In Japan the traditions before getting engaged are a bit different to the UK, so when I went to talk to Emiri’s father about the whole thing the week before in Ibaraki, he was extremely helpful and understanding.  At the end of the day I think our approach ended up somewhere lost between the UK and Japan, but regardless of cultural affects we were both aiming to arrive at a place where we were both clear as to what was happening and had expressed any thoughts and asked any questions.  The four of us (Emiri’s parents, Emiri and I) ended up sitting down and having a good talk about the future and how things would pan out etc.  From my current understanding , in Japan usually the guy proposes and then together the pair seek approval from parents (on both sides…This is all a bit complicated and would take a bit to explain here, so I won’t bother…)
Anyways, upshot of all that is we are engaged!
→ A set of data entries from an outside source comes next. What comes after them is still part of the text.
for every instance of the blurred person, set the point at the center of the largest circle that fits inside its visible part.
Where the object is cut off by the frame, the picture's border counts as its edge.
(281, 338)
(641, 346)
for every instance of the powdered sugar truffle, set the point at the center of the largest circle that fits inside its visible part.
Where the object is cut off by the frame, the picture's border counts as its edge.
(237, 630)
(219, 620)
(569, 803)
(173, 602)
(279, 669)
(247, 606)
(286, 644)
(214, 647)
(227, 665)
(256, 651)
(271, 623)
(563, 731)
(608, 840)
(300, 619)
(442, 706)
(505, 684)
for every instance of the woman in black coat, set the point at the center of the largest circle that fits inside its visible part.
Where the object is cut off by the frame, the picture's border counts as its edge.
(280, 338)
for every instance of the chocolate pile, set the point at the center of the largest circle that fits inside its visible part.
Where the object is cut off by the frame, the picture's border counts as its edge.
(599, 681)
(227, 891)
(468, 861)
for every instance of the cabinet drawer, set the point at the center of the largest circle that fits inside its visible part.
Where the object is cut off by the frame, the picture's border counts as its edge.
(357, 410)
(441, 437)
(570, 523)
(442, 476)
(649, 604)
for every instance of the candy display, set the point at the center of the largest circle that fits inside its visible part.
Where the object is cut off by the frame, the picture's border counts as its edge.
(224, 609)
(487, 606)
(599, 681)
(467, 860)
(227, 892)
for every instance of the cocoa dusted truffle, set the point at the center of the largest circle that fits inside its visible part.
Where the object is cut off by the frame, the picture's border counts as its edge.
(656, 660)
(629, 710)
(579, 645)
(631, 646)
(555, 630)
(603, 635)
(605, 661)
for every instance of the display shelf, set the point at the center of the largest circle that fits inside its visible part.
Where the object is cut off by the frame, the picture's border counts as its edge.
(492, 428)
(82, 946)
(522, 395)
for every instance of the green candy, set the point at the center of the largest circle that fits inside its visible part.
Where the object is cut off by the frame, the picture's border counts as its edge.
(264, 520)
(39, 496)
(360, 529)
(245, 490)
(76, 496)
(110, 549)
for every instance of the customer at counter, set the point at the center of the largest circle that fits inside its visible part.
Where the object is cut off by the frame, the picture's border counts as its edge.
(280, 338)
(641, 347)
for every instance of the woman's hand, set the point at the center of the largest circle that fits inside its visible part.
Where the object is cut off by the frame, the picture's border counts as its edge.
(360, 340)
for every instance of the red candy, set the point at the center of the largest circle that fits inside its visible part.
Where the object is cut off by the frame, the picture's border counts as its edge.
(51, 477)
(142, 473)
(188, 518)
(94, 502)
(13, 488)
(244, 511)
So here are some photos of our time in Aomori, and I will post some on Flickr for all the folk behind the great firewall who can’t see the picasa ones!

Summer ’09 in Aomori

Summer holidays! Week one – Ibaraki

Here are some pics from the first week of my holidays with Emiri, we went to Ibaraki and stayed with her parents there.  It was a good week and below is a link to some photos with lots of captions!

I just realised that although Emiri’s littlest (although final year in highschool) sister, Seika, was there too, but she was studying everyday (in summer holidays!) from early morning to late at night so she could do well in university entrance exams!  So there aren’t many pics of her, but I am not sure it will necessarily be a summer she wants to remember!!